May 4, 2026 - Ronald Ratcliffe, PhD, Head Strategist for Portfolio Analysis for Aladdin, Alisha Sewdass, Head of Americas Solutions Engineering, Aladdin Client Business.
In a structurally more volatile environment, risk management is shifting from a periodic exercise to a continuous workflow, reshaping how institutional investors approach portfolio visibility, stress testing, and liquidity analysis across public and private markets.
A scenario-based approach to the evolving landscape of risk and market volatility
Volatility is no longer a single event or episode to navigate. For the CIOs and CROs that I work with at some of the world’s largest asset managers, pension funds, and leading insurance companies, it has become a permanent workflow condition to solve.
The institutions that are adapting well are not simply building bigger risk teams. They are rethinking how decisions get made, how portfolios get stress-tested, and how data and analytics sit inside that process—continuously, not periodically.
In 2026 year-to-date we are clearly in a higher-volatility regime. And there are structural reasons for that; namely, a confluence of technological disruption, including AI, layered on top of deepening geopolitical fragmentation. You don't have to resolve the debate about how different this period is from previous ones to accept that clients are preparing for it very differently. One way they're doing that is through scenarios. In more stable times, you'd really have to work hard to identify a couple of meaningful alternative outcomes. Now, clients want to know about half a dozen different outcomes and that's become the baseline expectation, not the exception.
The willingness to adapt your model to reflect current reality is not a sign of weakness, it is the whole point. There is no such thing as a perfect model. Perfect volatility preparedness in 2026 is a model that gets better every time the world forces you to look at it again.
Liquidity, commitment risk, and the race for real-time data
Stress testing used to be a monthly exercise. Now it's a daily practice. And that shift isn't only about what markets are doing—it's about what clients are holding. Portfolios have become structurally more complex. The types of assets and structures that institutions are investing in have gotten way more complicated, which means that during a sell-off, understanding where your exposures actually sit has become a major analytical challenge in itself.
And really the workflow has to start there: with exposure.
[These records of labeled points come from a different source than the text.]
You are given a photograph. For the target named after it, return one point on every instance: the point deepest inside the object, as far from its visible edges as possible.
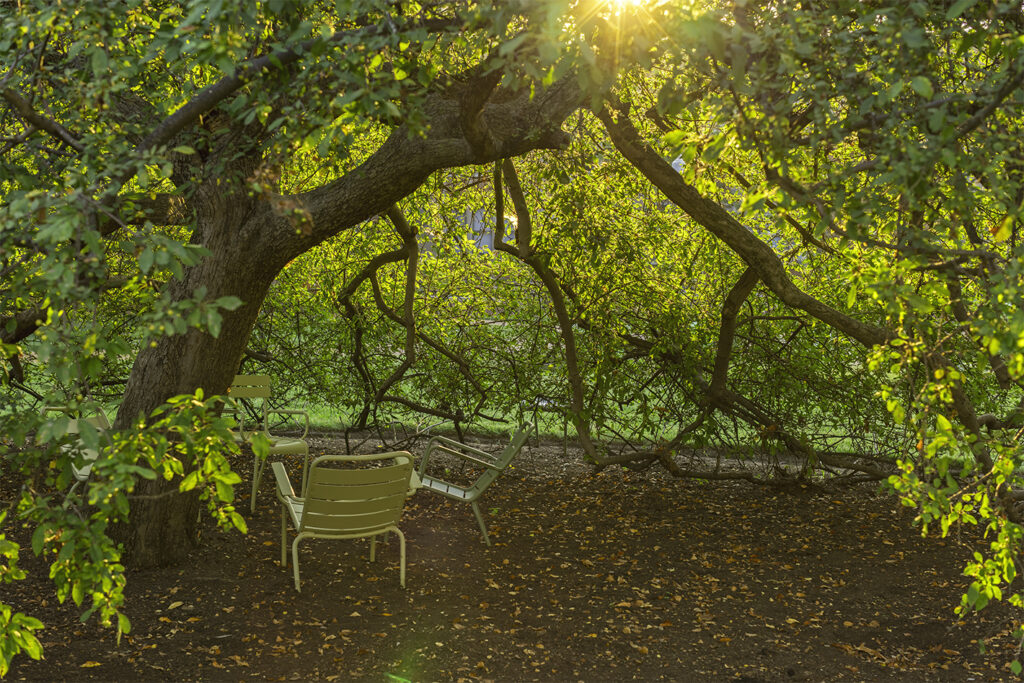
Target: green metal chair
(258, 387)
(80, 468)
(493, 465)
(347, 497)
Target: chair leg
(284, 537)
(401, 556)
(295, 561)
(305, 472)
(479, 520)
(259, 464)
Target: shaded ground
(607, 577)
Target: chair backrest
(505, 457)
(98, 420)
(251, 386)
(356, 496)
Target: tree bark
(251, 242)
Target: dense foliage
(780, 231)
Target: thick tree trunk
(250, 243)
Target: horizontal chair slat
(312, 521)
(336, 507)
(350, 477)
(321, 491)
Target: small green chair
(88, 456)
(258, 386)
(493, 466)
(347, 497)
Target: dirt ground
(604, 577)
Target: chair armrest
(305, 429)
(462, 451)
(284, 483)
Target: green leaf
(922, 86)
(958, 8)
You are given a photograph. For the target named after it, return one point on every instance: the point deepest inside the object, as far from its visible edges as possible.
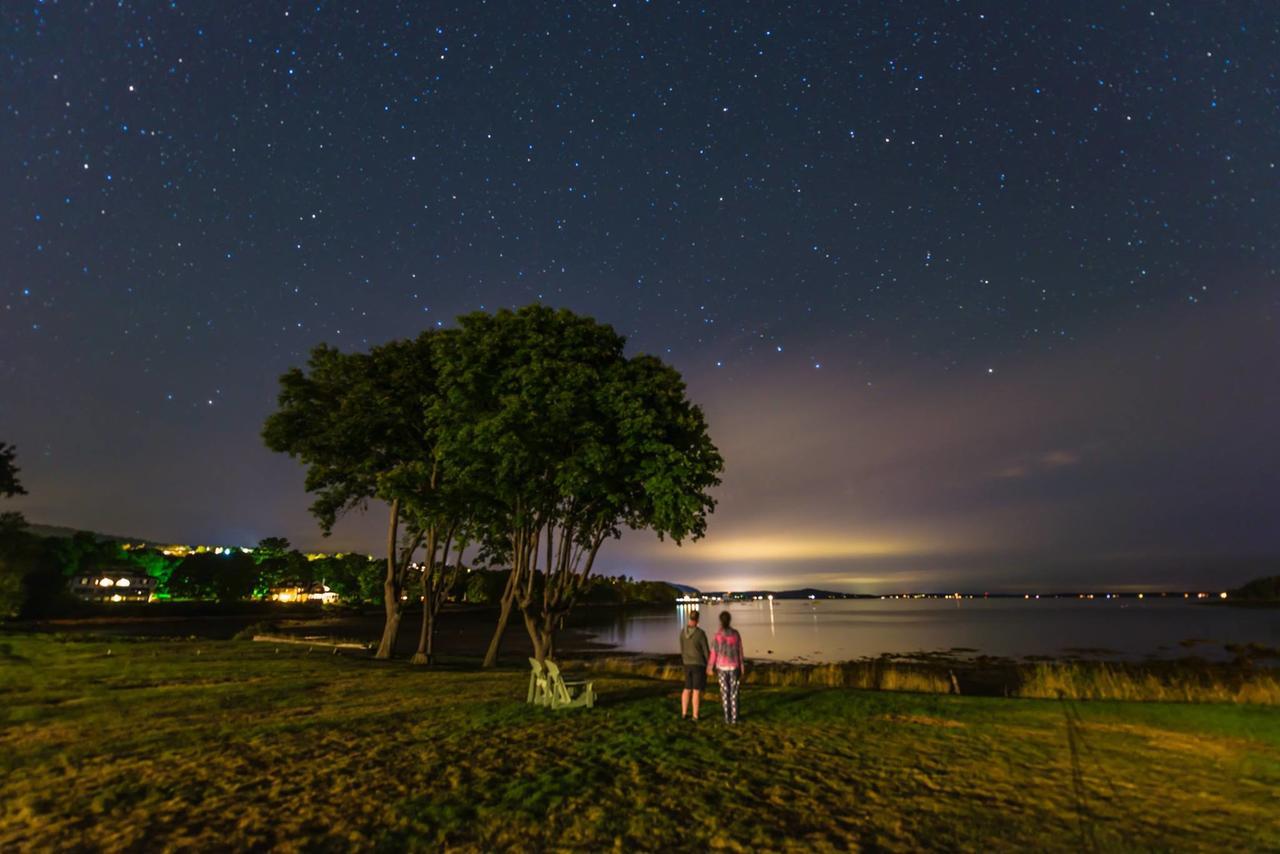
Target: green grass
(218, 744)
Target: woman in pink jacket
(728, 663)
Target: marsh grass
(233, 745)
(865, 675)
(1102, 681)
(1164, 683)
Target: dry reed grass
(1054, 680)
(1102, 681)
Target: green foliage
(9, 483)
(225, 578)
(270, 547)
(357, 579)
(32, 575)
(356, 421)
(562, 442)
(485, 587)
(155, 563)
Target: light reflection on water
(842, 629)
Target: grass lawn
(218, 744)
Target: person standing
(694, 651)
(730, 665)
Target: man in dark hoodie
(694, 651)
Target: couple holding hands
(723, 654)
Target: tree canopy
(529, 434)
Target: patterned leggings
(728, 693)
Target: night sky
(976, 295)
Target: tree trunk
(429, 594)
(430, 640)
(391, 589)
(519, 567)
(490, 657)
(389, 631)
(424, 639)
(535, 635)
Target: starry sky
(976, 295)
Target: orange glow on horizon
(799, 548)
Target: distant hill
(1260, 590)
Not the stress test—with what you own. Ideally that means having all positions modeled accurately, with real-time cash and position-level data across both public and private assets, on a single platform. This is particularly critical for complex structures such as private credit, where it’s not enough to understand aggregate exposure—you need visibility into which positions are PIKing, increasing long‑term exposure while deferring near‑term cash interest, and therefore creating hidden liquidity and concentration risk.
The second major challenge our clients face is the pricing gap. Public markets reprice in real time. Private assets don't—there's typically a quarter's lag before they are formally marked. That gap between what you're seeing in public markets and what you can actually see on the private side is precisely where risk officers are asking the hardest questions right now.
Liquidity is where it becomes structural. When markets sell off, GPs see opportunity and call capital—at the exact moment that asset owners are already absorbing losses on the public side. That dual pressure, hit on the asset side and hit on commitments simultaneously, is a liquidity burden that can be supported with a near-real-time view of cash flows, income, and commitment risk across the whole portfolio.
Once you know what you own–only then–comes forward-looking stress testing. Instead of re‑running historical scenarios, today’s stress testing should take a forward‑looking, multidisciplinary approach that connects near‑term market risk with longer‑term credit migration and structural liquidity risk.
The institutions adapting well are building these components into a single, continuous workflow rather than an ad hoc exercise.
A structural regime of elevated uncertainty—not a single shock, but a persistent condition that demands continuous risk management. It is driven by the convergence of technological disruption and geopolitical fragmentation.